Innocent lives should not be taken in a just war. Augustine believed that war should not be fought with hatred, but with the desire to defeat evil and the injustice that stems from it. Those distinctions are also problematic. The wars waged today involve civilians who engage in the conflict due to religious pressure, not necessarily because of personal convictions about war. And since millions die from hunger around the world it's hard to apply proportions when it comes to suffering.
Kant's theory of just war does have a little of Aquinas's attitude in it. Kant believed there should be right intention, but it's difficult to find justice in universal killing. Uncensored killing is a contradiction of the law of nature as well as the law of the will, but we seem to overlook those innate facts due to our pessimism and Kant's pessimism about the human race.

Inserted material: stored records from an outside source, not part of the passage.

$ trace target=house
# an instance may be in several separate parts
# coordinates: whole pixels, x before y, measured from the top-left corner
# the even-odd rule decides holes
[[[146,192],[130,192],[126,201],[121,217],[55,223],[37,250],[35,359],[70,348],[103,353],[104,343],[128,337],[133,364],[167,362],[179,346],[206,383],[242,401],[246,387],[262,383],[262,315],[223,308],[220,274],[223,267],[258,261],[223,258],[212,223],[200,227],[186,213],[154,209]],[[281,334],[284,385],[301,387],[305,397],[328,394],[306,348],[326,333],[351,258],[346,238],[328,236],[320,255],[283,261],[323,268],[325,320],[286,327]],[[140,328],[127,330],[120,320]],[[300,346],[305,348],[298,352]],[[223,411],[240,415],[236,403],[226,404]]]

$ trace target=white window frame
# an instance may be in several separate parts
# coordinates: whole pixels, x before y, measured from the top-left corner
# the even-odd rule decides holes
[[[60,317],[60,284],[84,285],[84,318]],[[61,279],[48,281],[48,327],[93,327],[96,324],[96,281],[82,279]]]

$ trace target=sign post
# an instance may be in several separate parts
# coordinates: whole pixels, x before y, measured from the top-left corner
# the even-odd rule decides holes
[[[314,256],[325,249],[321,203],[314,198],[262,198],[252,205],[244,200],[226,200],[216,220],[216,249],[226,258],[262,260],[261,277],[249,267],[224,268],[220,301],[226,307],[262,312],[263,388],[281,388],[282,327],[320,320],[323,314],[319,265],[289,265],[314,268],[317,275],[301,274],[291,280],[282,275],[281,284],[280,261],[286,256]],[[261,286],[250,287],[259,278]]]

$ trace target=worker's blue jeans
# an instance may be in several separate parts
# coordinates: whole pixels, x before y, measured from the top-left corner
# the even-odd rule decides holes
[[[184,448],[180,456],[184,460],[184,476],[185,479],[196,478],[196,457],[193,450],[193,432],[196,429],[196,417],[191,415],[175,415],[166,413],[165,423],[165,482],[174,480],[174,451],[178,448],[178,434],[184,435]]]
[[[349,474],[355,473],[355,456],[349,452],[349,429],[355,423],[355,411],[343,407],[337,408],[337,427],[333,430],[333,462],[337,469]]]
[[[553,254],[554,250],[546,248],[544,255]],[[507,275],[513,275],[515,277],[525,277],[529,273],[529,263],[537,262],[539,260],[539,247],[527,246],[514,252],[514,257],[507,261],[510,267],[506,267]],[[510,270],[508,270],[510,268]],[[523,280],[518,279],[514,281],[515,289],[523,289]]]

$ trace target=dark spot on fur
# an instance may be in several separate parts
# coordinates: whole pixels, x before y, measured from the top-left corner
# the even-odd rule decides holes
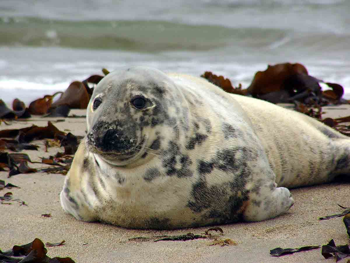
[[[163,167],[166,169],[167,175],[175,175],[179,177],[192,176],[193,173],[189,168],[192,161],[189,156],[181,154],[179,146],[174,142],[170,141],[168,145],[163,153],[162,160]],[[180,168],[176,168],[178,166],[180,167]]]
[[[160,219],[158,217],[150,217],[145,220],[145,228],[151,229],[169,229],[173,228],[169,224],[170,220],[168,218]]]
[[[125,177],[124,175],[122,175],[119,172],[117,172],[115,174],[113,175],[114,177],[118,183],[120,184],[123,183],[125,181]]]
[[[345,152],[346,153],[346,152]],[[349,163],[349,157],[350,156],[346,154],[343,155],[337,161],[337,165],[335,167],[335,170],[342,170],[343,169],[349,168],[350,166]]]
[[[331,129],[328,127],[321,127],[317,128],[317,129],[324,134],[328,138],[331,139],[340,139],[342,137],[336,132],[335,130]]]
[[[147,169],[144,175],[144,179],[147,182],[151,182],[155,178],[161,176],[162,174],[155,167],[152,167]]]
[[[84,198],[84,201],[85,201],[85,202],[88,205],[89,205],[90,207],[92,207],[92,206],[89,201],[89,198],[88,198],[88,195],[85,192],[85,191],[83,189],[82,189],[81,191],[82,194],[83,195],[83,197]]]
[[[98,175],[98,181],[100,182],[100,184],[102,187],[102,188],[103,188],[104,190],[106,190],[106,183],[105,183],[104,181],[103,180],[103,178],[101,177],[101,175],[99,174]]]
[[[95,160],[95,163],[96,164],[96,165],[97,166],[97,167],[100,167],[100,164],[98,162],[97,162],[97,160],[96,160],[96,158],[94,158],[94,159]]]
[[[202,144],[208,137],[208,135],[197,133],[195,137],[190,137],[186,145],[186,148],[188,150],[193,150],[196,144]]]
[[[165,92],[165,89],[159,86],[155,86],[152,89],[151,93],[156,97],[162,98]]]
[[[246,179],[241,183],[226,182],[209,186],[204,176],[192,184],[192,198],[187,206],[194,211],[204,213],[204,217],[215,218],[217,223],[237,222],[241,219],[244,202],[249,191],[245,188]]]
[[[210,174],[214,169],[214,164],[213,163],[204,161],[200,160],[197,166],[197,170],[200,174]]]
[[[158,136],[157,139],[153,141],[150,147],[149,147],[152,149],[156,150],[159,149],[160,147],[160,137]]]
[[[232,125],[226,122],[222,123],[221,128],[224,134],[224,137],[225,139],[240,138],[243,136],[243,133],[241,131],[236,130]]]
[[[83,170],[86,171],[88,170],[90,168],[90,162],[89,161],[89,158],[86,157],[84,158],[84,161],[83,163]]]

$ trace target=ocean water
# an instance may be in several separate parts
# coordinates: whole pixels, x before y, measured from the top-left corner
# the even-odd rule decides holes
[[[304,65],[350,99],[348,0],[1,0],[0,99],[26,103],[125,66],[243,88],[268,64]]]

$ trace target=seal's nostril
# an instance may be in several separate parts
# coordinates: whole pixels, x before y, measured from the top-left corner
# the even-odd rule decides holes
[[[115,136],[115,133],[113,130],[108,130],[105,133],[103,139],[103,144],[105,145],[108,145],[112,143],[113,142],[113,137]]]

Kant said that warfare is permissible in non-ideal circumstances in which states find themselves, but the killing of others for a greater good does not conform with Kant's requirements to treat humans as ends in themselves; not a means to an end.

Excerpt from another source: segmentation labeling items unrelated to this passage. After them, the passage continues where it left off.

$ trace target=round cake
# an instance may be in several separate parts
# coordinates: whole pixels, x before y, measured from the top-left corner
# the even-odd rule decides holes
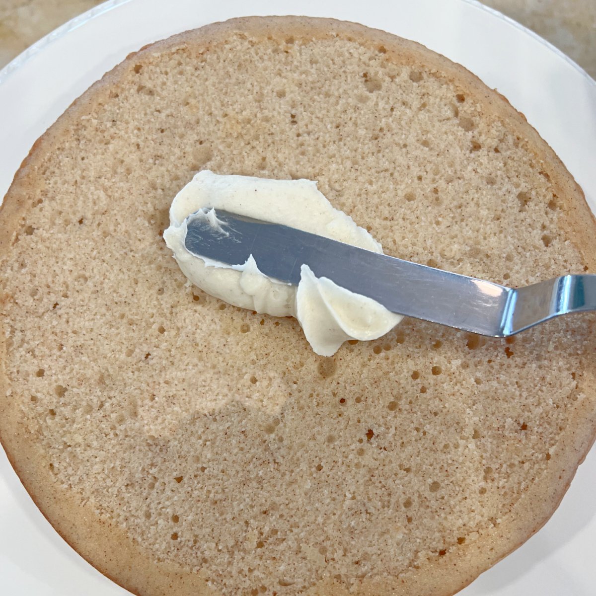
[[[492,339],[406,319],[317,356],[185,283],[198,171],[317,181],[386,253],[517,287],[596,268],[557,156],[496,92],[361,25],[252,17],[129,55],[0,212],[0,437],[141,596],[447,596],[557,507],[596,431],[588,314]]]

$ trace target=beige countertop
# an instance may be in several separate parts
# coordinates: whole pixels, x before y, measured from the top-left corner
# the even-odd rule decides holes
[[[39,38],[100,4],[101,0],[0,0],[0,67]],[[596,0],[483,4],[533,30],[596,78]]]

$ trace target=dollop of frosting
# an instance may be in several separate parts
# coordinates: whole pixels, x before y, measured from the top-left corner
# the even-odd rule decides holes
[[[232,266],[190,253],[184,245],[187,218],[203,210],[197,216],[210,218],[210,223],[216,228],[214,209],[383,252],[365,229],[331,206],[316,182],[219,175],[204,170],[174,198],[170,226],[163,234],[182,272],[204,291],[241,308],[295,317],[313,350],[321,356],[333,356],[347,340],[376,339],[401,321],[401,315],[378,302],[325,277],[316,277],[306,265],[295,286],[264,275],[252,255],[246,263]]]

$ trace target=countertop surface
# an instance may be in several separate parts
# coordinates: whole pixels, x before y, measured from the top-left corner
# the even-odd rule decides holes
[[[164,0],[167,1],[167,0]],[[596,78],[596,0],[483,0],[561,49]],[[0,0],[0,68],[100,0]]]

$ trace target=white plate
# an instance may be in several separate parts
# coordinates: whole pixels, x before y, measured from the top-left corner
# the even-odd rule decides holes
[[[172,33],[250,14],[334,17],[419,41],[496,88],[552,147],[596,211],[596,82],[540,38],[470,0],[111,0],[0,71],[0,197],[39,135],[130,51]],[[75,553],[42,516],[0,450],[0,592],[128,594]],[[551,520],[461,596],[593,596],[596,450]]]

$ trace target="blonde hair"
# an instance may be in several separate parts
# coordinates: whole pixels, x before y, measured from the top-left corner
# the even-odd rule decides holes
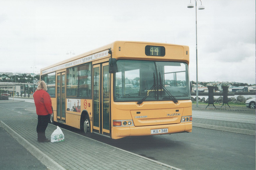
[[[36,90],[42,89],[45,91],[47,91],[47,85],[46,85],[46,83],[44,81],[40,81],[39,82],[39,84],[38,85],[38,86],[37,87],[37,88],[36,89]]]

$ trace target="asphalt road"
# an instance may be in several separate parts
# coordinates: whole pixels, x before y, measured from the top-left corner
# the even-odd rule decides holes
[[[2,128],[0,136],[0,169],[48,169]]]
[[[2,104],[1,107],[16,111],[24,116],[36,117],[32,102]],[[225,113],[211,113],[212,115],[218,115],[218,117],[223,115],[221,119],[226,119]],[[235,117],[240,113],[229,114],[231,115],[228,118]],[[80,132],[73,128],[64,127]],[[254,136],[193,127],[192,132],[188,133],[116,140],[93,134],[92,138],[183,170],[255,169]]]

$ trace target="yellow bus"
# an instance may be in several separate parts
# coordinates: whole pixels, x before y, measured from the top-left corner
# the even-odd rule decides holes
[[[52,123],[113,139],[192,130],[188,47],[117,41],[41,69]]]

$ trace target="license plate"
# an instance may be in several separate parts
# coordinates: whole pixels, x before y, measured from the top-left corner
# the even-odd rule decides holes
[[[164,133],[168,132],[168,129],[167,128],[151,130],[151,134],[158,134],[159,133]]]

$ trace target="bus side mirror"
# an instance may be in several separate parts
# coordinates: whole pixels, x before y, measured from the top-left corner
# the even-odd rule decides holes
[[[108,60],[108,72],[109,73],[116,73],[117,72],[117,65],[116,59],[115,58],[110,58]]]

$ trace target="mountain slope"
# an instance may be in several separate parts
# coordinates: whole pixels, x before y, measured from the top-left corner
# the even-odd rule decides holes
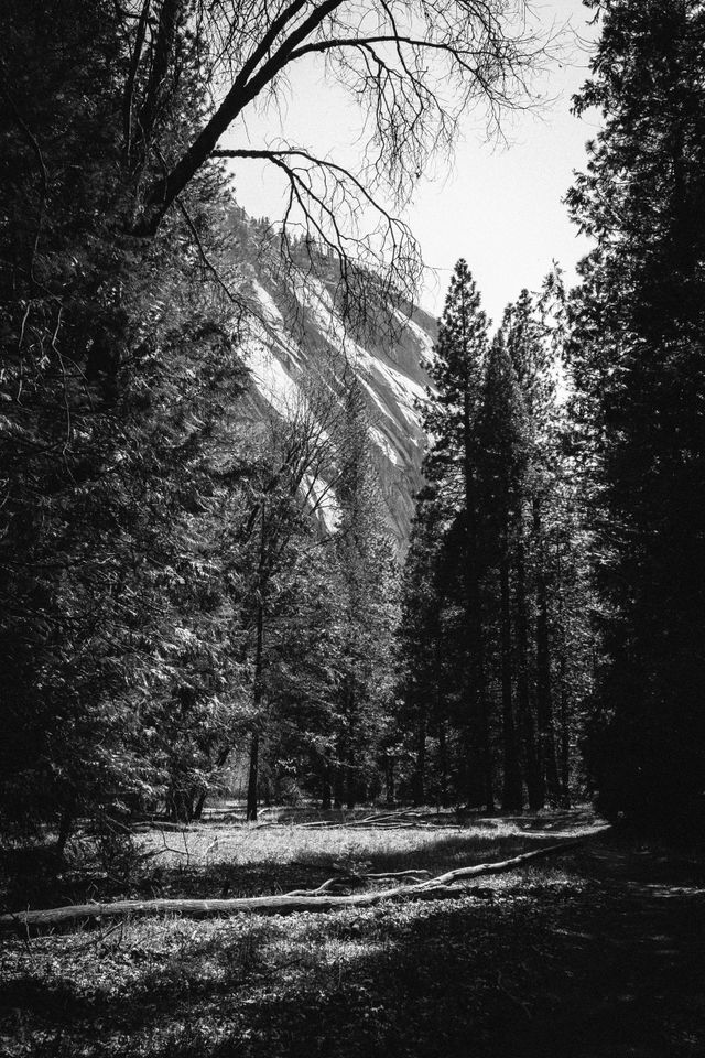
[[[420,309],[409,314],[389,306],[354,338],[344,326],[336,276],[325,259],[316,276],[282,278],[281,270],[268,267],[265,255],[256,251],[256,222],[240,214],[232,231],[240,292],[256,320],[243,352],[260,398],[283,414],[305,399],[304,380],[323,365],[340,386],[355,374],[367,404],[387,521],[403,552],[422,482],[425,438],[416,402],[429,385],[421,363],[431,355],[435,321]],[[327,520],[333,520],[330,511]]]

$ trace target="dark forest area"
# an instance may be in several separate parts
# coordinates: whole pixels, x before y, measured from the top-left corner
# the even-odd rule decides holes
[[[8,1054],[705,1041],[705,7],[584,4],[592,249],[498,325],[397,214],[523,3],[1,4]],[[312,56],[359,170],[240,136]]]

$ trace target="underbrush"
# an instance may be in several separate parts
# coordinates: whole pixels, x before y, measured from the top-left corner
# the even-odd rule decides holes
[[[316,831],[228,822],[177,835],[178,853],[163,845],[173,832],[145,833],[142,854],[164,851],[143,861],[143,873],[160,860],[162,889],[194,895],[194,885],[215,888],[227,875],[234,895],[271,893],[336,868],[435,874],[553,842],[584,823],[546,816],[465,830]],[[19,932],[1,957],[0,1052],[694,1058],[705,1043],[701,890],[621,881],[640,871],[658,875],[659,856],[600,835],[432,903]]]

Kant's thought, "To preserve one's life is duty" and may justify violent action for some people, especially when one's life is threatened. According to Kant, war is one way to preserve life when the intention is to extend personal life. Kant's theory of duty may be a step in eliminating hateful wars but it is certainly not a step in understanding that there are no just wars.

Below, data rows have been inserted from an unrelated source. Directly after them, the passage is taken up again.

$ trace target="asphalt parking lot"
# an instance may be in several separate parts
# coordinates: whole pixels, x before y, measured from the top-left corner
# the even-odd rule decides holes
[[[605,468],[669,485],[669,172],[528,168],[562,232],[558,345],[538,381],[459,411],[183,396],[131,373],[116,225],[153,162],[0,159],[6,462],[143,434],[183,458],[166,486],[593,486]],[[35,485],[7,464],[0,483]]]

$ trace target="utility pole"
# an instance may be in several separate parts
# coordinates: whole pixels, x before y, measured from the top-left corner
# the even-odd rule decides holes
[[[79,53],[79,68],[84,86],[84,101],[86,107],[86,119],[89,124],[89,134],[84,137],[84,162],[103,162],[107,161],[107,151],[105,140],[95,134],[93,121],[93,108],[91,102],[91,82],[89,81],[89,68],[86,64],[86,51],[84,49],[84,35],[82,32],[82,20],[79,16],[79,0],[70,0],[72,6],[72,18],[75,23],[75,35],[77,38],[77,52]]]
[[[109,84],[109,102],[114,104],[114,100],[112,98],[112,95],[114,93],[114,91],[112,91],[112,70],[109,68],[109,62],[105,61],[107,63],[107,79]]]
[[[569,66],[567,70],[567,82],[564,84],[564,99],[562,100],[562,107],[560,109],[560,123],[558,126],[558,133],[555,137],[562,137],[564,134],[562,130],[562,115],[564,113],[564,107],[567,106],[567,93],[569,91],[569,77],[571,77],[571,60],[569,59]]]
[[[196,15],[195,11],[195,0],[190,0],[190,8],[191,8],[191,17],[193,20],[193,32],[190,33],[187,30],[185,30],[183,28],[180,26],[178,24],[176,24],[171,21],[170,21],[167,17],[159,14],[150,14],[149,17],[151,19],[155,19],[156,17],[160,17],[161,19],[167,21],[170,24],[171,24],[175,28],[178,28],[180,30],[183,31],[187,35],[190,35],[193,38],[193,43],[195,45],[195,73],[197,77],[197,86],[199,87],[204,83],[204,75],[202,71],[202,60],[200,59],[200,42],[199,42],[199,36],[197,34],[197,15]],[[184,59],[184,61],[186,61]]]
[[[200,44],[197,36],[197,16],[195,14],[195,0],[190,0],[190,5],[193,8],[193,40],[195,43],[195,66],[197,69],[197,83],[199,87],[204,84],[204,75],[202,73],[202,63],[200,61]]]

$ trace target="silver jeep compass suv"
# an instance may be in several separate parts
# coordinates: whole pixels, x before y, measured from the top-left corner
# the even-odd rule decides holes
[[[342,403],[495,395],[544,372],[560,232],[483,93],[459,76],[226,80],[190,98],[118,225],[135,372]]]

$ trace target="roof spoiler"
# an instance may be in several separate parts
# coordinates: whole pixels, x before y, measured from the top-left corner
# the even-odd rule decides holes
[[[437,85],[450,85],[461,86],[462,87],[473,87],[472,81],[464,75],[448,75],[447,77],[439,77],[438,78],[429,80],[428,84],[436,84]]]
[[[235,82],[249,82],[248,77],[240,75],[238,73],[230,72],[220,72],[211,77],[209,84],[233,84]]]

In fact, what is increasingly evident in the era of the Internet Reformation is that there are a small handful of banking families that have likely been responsible for most if not all of the major wars that have wracked the world in recent centuries. In the 20th century, especially, these families backed such individuals as Hitler and Lenin – and in fact, such backing eventually led to wars between these leaders and their nations and the West.
Seen this way, war is a policy tool of the elites intended to lay the groundwork for a new world order. These wars, then, in their initial phases are neither "just" nor mounted for purposes of "self defense." Modern warfare has departed from what was once commonly considered the comprehensible rationale for war and its depredations. Is Kant then becoming less relevant?